To have identical twins in the same Olympic event is rare. To have identical triplets, extraordinary. And to have one set of each competing in the same race is frankly off the scale.

But that is what will happen on Sunday in Rio when Germany's Anna and Lisa Hahner line up against Leila, Liina and Lily Luik of Estonia.

“People are going crazy!” said Leila on Thursday, reflecting on the media appetite for stories about the two sets of long-distance sporting sisters.

As the five women conducted rounds of media interviews within a few metres of each other on a rooftop terrace overlooking Rio de Janeiro, they discussed the strategy of sibling marathon running and the challenges for spectators and opponents in telling them apart.

“I think it is a great advantage to have a twin sister because we can support each other and we always think it means we have a double chance of having a good result,” said Anna Hahner. “We encourage each other, push each other...”

“And we are just enjoying it together,” Lisa completed the sentence.

The 26-year-old Germans, from a small village near Fulda, northeast of Frankfurt, will be competing in the same marathon for only the third time. Normally one runs while the other helps with preparation and interviews and supplies water during the race.

Anna has already run one Rio marathon last year, an experience that might help both of them as they drive themselves through the pain of the 42.2 km (26 miles, 385 yards) in temperatures forecast to reach 28 Celsius (82 Fahrenheit)

Side by side

Lisa outlined their gameplan. “We will definitely start together and then we will see. We both want to do our best and if it works out that we are able to run a long way together, then that's even better.”

If one of the pair wants to break away, the sisters said, the other will shout “Go Anna!” or “Go Lisa!” and they will reunite at the finish. Lisa is the German champion but Anna has the faster personal best of 2 hours 26.44 seconds, one minute and 55 seconds inside her twin's lowest time.

The quickest of the Estonian “Trio to Rio” - aged 30 and believed to be the first set of identical Olympic triplets - is Leila, on 2:37.12. For comparison, the Games record set by Tiki Gelana of Ethiopia at London four years ago is 2:23.07.

“We know the German twins. We have been a couple of times together in Kenyan (training) camp. They're very fast girls. I think they run pretty much better than us,” said Lily.

The combination of the two fair-haired Germans and the three blonde, blue-eyed Estonians is likely to make life challenging for viewers and commentators on Sunday. But confusion on race circuits is nothing new, Leila explains.

“When first one (of us) passes the audience on the same lap, and then comes the second.
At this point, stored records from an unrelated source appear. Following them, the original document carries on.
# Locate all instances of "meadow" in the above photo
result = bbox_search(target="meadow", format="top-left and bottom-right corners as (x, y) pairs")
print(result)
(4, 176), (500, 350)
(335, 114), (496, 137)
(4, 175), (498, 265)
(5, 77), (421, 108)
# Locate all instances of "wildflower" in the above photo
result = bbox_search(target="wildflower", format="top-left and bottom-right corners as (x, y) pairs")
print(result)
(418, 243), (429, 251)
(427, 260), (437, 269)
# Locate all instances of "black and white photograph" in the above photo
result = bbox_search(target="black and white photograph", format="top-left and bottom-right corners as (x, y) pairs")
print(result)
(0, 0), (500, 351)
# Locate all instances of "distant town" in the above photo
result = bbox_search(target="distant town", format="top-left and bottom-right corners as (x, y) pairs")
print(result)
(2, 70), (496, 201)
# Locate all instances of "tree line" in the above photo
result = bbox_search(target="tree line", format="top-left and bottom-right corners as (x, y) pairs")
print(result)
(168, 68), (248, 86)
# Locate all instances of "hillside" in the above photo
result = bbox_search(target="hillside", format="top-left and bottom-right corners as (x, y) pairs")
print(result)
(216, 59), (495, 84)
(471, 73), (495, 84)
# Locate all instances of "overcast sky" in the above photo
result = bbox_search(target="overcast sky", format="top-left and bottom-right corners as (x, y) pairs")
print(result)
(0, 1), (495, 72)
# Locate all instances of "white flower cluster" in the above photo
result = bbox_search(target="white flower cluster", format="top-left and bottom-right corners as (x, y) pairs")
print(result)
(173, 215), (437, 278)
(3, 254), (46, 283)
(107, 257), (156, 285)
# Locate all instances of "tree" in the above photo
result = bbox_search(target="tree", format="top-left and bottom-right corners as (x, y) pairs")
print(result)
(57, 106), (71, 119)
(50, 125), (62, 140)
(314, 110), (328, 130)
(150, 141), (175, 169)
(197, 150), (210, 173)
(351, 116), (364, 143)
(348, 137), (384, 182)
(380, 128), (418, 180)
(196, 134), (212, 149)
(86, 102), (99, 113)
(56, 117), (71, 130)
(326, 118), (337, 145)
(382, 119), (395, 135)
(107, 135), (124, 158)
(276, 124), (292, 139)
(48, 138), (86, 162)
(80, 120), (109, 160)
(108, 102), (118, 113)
It happened in Zurich in 2014. And then comes the second sister and the audience goes 'What!? Such a fast second lap!'"

Three days before their race, at what for most Olympic athletes is a tense time, both sets of sisters laugh readily and appear relaxed as they support each other and share their excitement about making it to Rio.

“I think the feeling we want to have on Sunday is that we know we have given everything and done the best that we could do on the day,” said Anna Hahner. “We will be happy and exhausted when we are over the finish line.”